On a follow-up visit, 3 years after initial consultation, examination of the OD revealed a white asymptomatic eye with fine translucent ‘stellate’ keratic precipitates scattered over the entire endothelium and mild cellular reaction in the anterior chamber with no synechiae, iris nodules or heterochromia but subtle stromal atrophy of the iris crypts in comparison with the OS (Fig. 4). BCVA was unchanged and IOP was 16 mmHg OD and 12 mmHg OS. Dilated fundus exam did not show any sign of vasculitis, retinitis or choroiditis. The OS showed no signs of inflammation thus matching the criteria for unilateral Fuchs’ heterochromic iridocyclitis (FHI) Visual Fields were severely affected (Fig. 5) .

Fig. 4
figure 4

Clinical photograph right eye. Fine diffuse keratic precipitates more evident in the lower cornea. The patient also had mild anterior chamber cellular reaction (0.5+) and a subtle stromal velvety appearance

Fig. 5
figure 5

Automated visual fields. Severe affection of both visual fields involving fixation

Conclusions

FHI and RP appear to share an unknown pathogenic pathway which predispose individuals to chronic, low-grade inflammation that may be involved in the development of similar clinical pictures [6, 7]. It has not been studied whether patients with both coexisting diseases have the same incidence of these complications (cataracts, macular edema) or if the presence of both has an added risk in the development or progression of these common findings. It is of special attention that this patient had not developed either of them, though the initial appearance of FHI signs had only recently been discovered, and cataracts and ocular hypertension secondary to FHI are usually present later in the history of the disease.
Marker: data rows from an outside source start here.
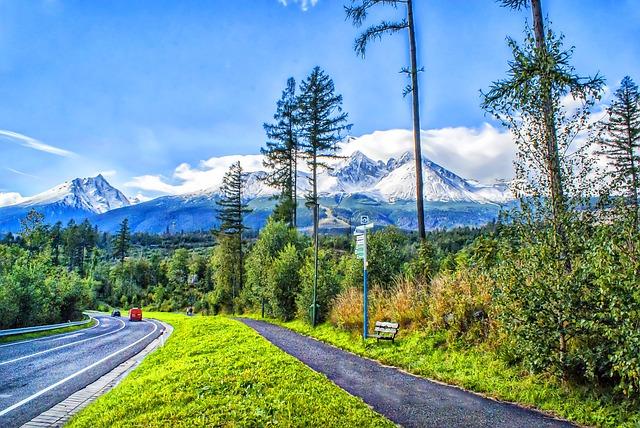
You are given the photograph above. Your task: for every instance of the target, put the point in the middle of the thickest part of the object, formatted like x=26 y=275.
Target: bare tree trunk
x=316 y=220
x=416 y=122
x=295 y=189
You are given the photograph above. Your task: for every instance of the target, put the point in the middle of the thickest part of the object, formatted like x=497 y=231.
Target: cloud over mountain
x=484 y=154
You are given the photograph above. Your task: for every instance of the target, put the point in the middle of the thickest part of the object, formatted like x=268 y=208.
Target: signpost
x=361 y=252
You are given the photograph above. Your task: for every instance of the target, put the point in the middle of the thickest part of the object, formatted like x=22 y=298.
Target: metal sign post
x=361 y=253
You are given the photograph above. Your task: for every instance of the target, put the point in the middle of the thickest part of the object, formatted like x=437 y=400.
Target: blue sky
x=139 y=88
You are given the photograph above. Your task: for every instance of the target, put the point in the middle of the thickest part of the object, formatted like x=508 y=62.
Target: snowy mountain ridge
x=91 y=194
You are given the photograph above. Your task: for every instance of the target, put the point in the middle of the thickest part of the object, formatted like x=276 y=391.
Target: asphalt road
x=407 y=400
x=37 y=374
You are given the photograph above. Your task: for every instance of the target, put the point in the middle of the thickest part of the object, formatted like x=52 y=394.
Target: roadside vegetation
x=541 y=307
x=215 y=371
x=482 y=369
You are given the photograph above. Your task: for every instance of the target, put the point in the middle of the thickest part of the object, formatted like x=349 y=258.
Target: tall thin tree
x=322 y=122
x=232 y=209
x=122 y=241
x=357 y=12
x=552 y=156
x=621 y=143
x=281 y=154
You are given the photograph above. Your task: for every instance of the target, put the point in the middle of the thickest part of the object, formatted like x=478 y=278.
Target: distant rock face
x=92 y=194
x=384 y=189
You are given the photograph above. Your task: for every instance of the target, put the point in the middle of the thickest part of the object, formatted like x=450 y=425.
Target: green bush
x=328 y=285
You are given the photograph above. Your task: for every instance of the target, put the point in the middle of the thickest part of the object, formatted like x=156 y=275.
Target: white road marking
x=68 y=378
x=62 y=346
x=54 y=337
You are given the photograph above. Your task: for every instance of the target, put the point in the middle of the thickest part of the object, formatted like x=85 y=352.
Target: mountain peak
x=92 y=194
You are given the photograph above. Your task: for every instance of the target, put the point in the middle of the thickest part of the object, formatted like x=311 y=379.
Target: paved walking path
x=405 y=399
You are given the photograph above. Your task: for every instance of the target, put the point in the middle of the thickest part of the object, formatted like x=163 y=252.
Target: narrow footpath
x=407 y=400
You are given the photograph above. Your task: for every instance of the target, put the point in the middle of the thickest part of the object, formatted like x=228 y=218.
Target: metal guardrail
x=14 y=331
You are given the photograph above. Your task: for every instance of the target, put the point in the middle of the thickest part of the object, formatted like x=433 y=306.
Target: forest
x=551 y=287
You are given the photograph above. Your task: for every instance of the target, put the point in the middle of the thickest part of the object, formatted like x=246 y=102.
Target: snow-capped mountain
x=385 y=189
x=92 y=194
x=395 y=180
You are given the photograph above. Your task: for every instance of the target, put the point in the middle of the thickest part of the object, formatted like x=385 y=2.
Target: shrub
x=328 y=285
x=461 y=304
x=388 y=252
x=346 y=312
x=283 y=283
x=405 y=303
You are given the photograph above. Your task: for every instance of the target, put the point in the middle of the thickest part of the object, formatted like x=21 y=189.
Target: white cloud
x=10 y=198
x=32 y=143
x=186 y=178
x=24 y=174
x=304 y=4
x=485 y=154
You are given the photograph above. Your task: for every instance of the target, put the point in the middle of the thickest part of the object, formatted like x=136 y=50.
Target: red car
x=135 y=314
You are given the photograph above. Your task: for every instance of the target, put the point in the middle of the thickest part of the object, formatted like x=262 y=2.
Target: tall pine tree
x=281 y=154
x=322 y=122
x=358 y=12
x=122 y=241
x=621 y=144
x=232 y=209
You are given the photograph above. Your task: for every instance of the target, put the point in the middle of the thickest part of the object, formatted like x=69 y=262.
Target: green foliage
x=621 y=144
x=480 y=369
x=33 y=291
x=225 y=276
x=610 y=347
x=281 y=154
x=122 y=241
x=328 y=285
x=387 y=253
x=260 y=287
x=283 y=282
x=236 y=379
x=424 y=265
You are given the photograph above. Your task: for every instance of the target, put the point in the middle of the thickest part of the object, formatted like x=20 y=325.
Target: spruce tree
x=122 y=241
x=357 y=12
x=232 y=209
x=621 y=144
x=322 y=122
x=281 y=154
x=550 y=179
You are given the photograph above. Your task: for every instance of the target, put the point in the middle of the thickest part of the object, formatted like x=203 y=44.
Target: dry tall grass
x=459 y=303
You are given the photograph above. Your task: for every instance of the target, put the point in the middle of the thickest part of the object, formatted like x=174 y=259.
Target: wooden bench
x=385 y=330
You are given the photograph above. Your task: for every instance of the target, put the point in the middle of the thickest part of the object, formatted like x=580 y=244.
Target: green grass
x=215 y=371
x=39 y=334
x=481 y=370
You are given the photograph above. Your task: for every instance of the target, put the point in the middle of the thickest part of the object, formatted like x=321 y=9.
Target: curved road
x=37 y=374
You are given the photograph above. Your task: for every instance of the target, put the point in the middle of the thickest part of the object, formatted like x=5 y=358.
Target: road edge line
x=61 y=413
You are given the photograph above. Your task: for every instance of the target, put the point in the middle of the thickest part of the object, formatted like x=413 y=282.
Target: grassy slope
x=480 y=371
x=215 y=371
x=39 y=334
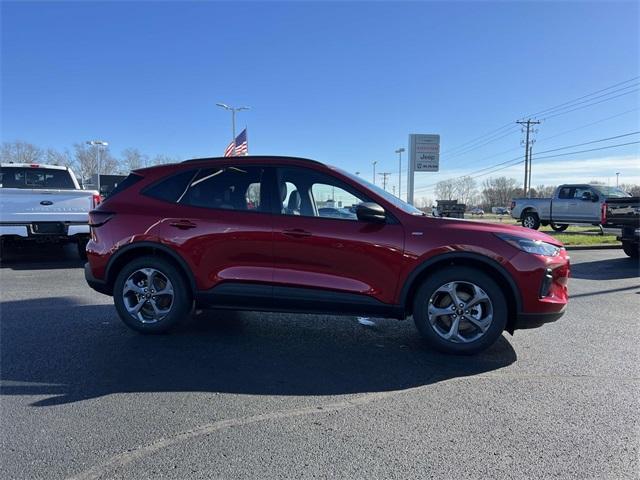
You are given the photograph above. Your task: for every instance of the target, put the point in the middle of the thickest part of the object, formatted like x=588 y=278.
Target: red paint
x=333 y=254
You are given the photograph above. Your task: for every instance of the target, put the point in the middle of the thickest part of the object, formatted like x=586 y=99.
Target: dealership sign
x=424 y=152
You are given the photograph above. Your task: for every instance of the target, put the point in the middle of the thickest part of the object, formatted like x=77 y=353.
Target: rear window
x=172 y=188
x=20 y=177
x=132 y=179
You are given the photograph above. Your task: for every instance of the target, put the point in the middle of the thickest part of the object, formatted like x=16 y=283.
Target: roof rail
x=253 y=157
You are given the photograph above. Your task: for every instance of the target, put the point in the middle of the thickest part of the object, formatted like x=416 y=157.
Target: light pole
x=399 y=152
x=98 y=144
x=233 y=111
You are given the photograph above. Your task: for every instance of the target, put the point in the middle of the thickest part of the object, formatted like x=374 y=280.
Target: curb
x=594 y=247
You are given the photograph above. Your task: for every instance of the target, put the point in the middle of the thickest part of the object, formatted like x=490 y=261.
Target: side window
x=226 y=188
x=565 y=192
x=334 y=202
x=172 y=188
x=580 y=191
x=309 y=193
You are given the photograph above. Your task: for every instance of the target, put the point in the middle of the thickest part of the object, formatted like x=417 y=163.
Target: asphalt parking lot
x=252 y=395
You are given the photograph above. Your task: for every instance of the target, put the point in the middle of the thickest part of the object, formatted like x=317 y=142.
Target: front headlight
x=530 y=246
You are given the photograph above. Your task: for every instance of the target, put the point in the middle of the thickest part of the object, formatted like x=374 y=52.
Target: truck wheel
x=631 y=249
x=531 y=220
x=460 y=310
x=82 y=247
x=559 y=227
x=151 y=295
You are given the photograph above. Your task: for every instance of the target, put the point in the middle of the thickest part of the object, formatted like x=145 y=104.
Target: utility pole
x=384 y=176
x=527 y=151
x=233 y=111
x=399 y=152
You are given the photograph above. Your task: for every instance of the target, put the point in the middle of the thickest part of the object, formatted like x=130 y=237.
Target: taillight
x=97 y=218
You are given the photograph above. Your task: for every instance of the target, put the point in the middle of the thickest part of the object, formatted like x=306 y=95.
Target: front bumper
x=95 y=283
x=534 y=320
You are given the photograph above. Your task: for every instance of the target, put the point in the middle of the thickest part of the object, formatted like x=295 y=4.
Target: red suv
x=295 y=235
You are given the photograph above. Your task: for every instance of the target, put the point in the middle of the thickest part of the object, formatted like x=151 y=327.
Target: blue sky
x=341 y=82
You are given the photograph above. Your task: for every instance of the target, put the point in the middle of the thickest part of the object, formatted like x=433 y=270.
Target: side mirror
x=371 y=212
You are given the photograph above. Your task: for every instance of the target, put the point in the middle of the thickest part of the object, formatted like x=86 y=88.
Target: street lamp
x=399 y=152
x=98 y=144
x=233 y=111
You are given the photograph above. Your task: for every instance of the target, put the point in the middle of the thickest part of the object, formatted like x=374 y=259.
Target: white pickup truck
x=44 y=203
x=573 y=204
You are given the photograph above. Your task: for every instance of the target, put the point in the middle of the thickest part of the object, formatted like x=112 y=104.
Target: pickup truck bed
x=31 y=211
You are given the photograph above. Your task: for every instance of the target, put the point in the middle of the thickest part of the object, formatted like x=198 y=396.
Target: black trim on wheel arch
x=275 y=298
x=98 y=285
x=465 y=256
x=157 y=246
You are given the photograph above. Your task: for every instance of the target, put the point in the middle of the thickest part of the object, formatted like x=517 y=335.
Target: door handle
x=296 y=233
x=183 y=224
Due to it’s rarity, inverse RP has not been studied as classic RP has and therefore histologic, cellular and molecular findings are thought to be somewhat similar in both variants [1, 2]. It has been theorized that cases of inverse RP are in fact cone-rod dystrophies with macular affectation in which cones show early involvement either before rods start to dysfunction or the loss of both subsets of photoreceptors occurs simultaneously [1, 2]. The slight difference between them is the tendency of inverse RP to remain in the posterior pole and respect peripheral visual fields whereas CRD usually progresses until the whole visual field is affected.
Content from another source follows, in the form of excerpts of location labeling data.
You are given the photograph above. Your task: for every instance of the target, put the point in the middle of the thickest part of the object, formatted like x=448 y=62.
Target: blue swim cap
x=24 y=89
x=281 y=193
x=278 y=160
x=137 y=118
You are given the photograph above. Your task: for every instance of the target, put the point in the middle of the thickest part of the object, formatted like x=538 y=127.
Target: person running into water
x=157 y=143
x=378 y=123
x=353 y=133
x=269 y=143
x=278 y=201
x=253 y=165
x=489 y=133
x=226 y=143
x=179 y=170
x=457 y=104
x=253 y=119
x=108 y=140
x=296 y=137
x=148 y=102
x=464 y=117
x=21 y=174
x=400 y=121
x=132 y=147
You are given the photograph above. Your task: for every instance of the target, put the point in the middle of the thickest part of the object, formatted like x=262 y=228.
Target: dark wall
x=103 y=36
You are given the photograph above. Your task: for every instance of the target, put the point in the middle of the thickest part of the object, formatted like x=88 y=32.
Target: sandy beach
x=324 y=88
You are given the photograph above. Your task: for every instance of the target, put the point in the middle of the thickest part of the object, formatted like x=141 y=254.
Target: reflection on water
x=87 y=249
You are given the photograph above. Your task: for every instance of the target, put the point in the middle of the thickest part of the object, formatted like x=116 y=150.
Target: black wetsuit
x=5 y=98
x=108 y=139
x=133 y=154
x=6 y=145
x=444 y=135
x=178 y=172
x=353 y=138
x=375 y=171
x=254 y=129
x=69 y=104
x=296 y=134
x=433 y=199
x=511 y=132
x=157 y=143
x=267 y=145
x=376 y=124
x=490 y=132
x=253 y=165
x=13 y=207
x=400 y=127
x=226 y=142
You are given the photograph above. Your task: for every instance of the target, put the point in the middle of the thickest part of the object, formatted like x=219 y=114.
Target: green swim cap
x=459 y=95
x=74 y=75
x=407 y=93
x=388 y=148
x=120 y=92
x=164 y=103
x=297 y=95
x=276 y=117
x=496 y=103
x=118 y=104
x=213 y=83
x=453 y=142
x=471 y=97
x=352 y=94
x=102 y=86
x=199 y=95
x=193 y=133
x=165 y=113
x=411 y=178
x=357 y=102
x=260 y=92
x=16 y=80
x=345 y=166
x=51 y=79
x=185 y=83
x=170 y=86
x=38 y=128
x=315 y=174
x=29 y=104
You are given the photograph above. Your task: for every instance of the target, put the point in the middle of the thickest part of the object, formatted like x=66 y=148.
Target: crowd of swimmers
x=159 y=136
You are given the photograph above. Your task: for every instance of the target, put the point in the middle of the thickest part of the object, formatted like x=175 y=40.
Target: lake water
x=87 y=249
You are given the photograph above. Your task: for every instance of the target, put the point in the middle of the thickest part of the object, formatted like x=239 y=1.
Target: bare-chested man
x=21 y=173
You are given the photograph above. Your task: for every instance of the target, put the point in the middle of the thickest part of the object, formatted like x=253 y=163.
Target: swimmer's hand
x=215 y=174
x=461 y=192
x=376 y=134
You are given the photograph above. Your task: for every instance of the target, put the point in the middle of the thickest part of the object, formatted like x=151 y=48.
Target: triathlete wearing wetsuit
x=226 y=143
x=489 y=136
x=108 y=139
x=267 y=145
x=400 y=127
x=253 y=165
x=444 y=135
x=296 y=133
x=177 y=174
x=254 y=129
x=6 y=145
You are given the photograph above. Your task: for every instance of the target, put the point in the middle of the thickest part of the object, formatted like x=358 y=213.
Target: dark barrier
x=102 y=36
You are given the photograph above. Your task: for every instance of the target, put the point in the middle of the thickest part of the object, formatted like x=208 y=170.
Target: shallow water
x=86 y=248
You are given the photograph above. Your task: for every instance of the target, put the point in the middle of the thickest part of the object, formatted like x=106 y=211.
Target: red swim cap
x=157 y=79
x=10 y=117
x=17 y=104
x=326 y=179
In any of both scenarios, FHI has not been previously reported as a coexisting disease. The thought that the inflammatory response triggered in the degenerative process leading to photoreceptor death in retinal dystrophies may be somewhat related to the unknown immunogenic pathways activated in patients with FHI gives hope that, if identified, it may become a target in the prevention and treatment of inflammatory complications in both diseases. This association also suggests FHI may be a triggered response genetically predisposed by a yet unidentified factor that may be related to the mutations responsible for RP. Our aim is to report FHI in a different variant of RP so that it becomes a disease specifically searched for in all subclasses of RP.